Pero, ahora también, sintió la necesidad de hacer una pausa y, por decirlo así, de abandonar un instante su papel a la manera de un actor completamente seguro de dominar a su público, deseoso de probarse a sí mismo y de probarle que le domina. Se inclinó, pues, hacia Lilian y, en voz muy alta, como para hacer resaltar el carácter confidencial de lo que había dicho y de lo que iba a decir:

—Mi querida amiga, ¿no tendrá usted frío de verdad? Tenemos aquí una manta sin utilizar…

Y luego, sin esperar la respuesta, arrinconado en el fondo del auto, junto a Vicente, en voz de nuevo baja:

—Verá usted: quisiera llevarme este verano a su hermano. Sí, se lo digo con toda sencillez, ¿para qué circunloquios entre nosotros?… No tengo el honor de que me conozcan sus padres, que no dejarán, naturalmente, marchar a Oliverio conmigo, como no intervenga usted directamente. Ya encontrará usted manera de disponerlos en favor mío. Supongo que les conocerá usted bien y que sabrá usted cómo atacarlos. ¿Quiere usted hacer eso por mí?

Esperó un instante y luego, como Vicente se callaba, prosiguió:

—Escuche usted, Vicente… Me iré pronto de París… no sé adonde. Necesito imprescindiblemente llevarme un secretario… Ya sabe usted que fundo una revista: he hablado de ello a Oliverio. Creo que tiene las cualidades requeridas… Pero no quiero colocarme solamente desde mi punto de vista egoísta: lo que digo es que todas las cualidades suyas me parecen tener aquí aplicación. Le he ofrecido el puesto de redactor jefe… ¡Redactor jefe de una revista, a su edad!… Reconocerá usted que eso no es lo corriente.

—Es tan poco corriente que temo que mis padres se asusten un poco —dijo Vicente volviendo por fin sus ojos hacia él y mirándole fijamente.

—Sí, debe usted tener razón. Quizá sea preferible no hablarles de eso. Podía usted hacerles resaltar el interés y el provecho de un viaje que le haría yo hacer, ¿no? Sus padres tendrán que comprender que, a su edad, necesita uno ver tierra. En fin, usted se arreglará con ellos, ¿verdad?

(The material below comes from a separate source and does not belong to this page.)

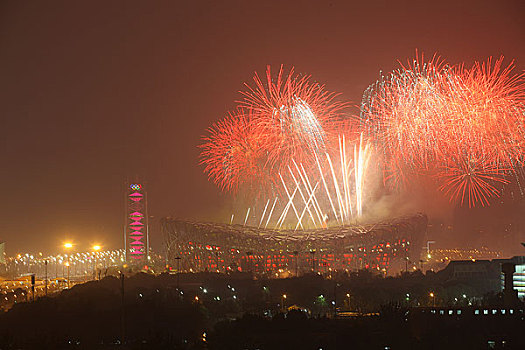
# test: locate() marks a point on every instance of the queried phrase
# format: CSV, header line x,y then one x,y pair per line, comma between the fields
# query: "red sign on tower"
x,y
136,239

Tomó aliento, encendió otro cigarrillo y luego continuó sin cambiar de tono:

—Ya que accede usted a ser amable conmigo, voy a intentar hacer algo por usted. Creo que podré hacerle aprovecharse de algunos beneficios que me ofrecen en un negocio absolutamente excepcional… que un amigo mío, de la alta banca, reserva para unos cuantos privilegiados. Pero le ruego que quede esto entre nosotros; ni una palabra a Lilian. De todas maneras, no dispongo más que de un número restringido de acciones; no puedo ofrecerles su adquisición a ella y a usted a la vez… ¿Y sus cincuenta mil francos de anoche?…

—He dispuesto ya de ellos —lanzó Vicente un poco secamente, porque recordaba la advertencia de Lilian.

—Está bien, está bien… —replicó en seguida Roberto, como si se ofendiese—. No insisto. Y luego, con un gesto como de decir «no puedo enfadarme con usted»:

—Si cambiase usted acaso de opinión, avíseme en seguida… porque después de mañana, a las cinco, será ya demasiado tarde.

Vicente admiraba al conde de Passavant mucho más desde que no le tomaba ya en serio.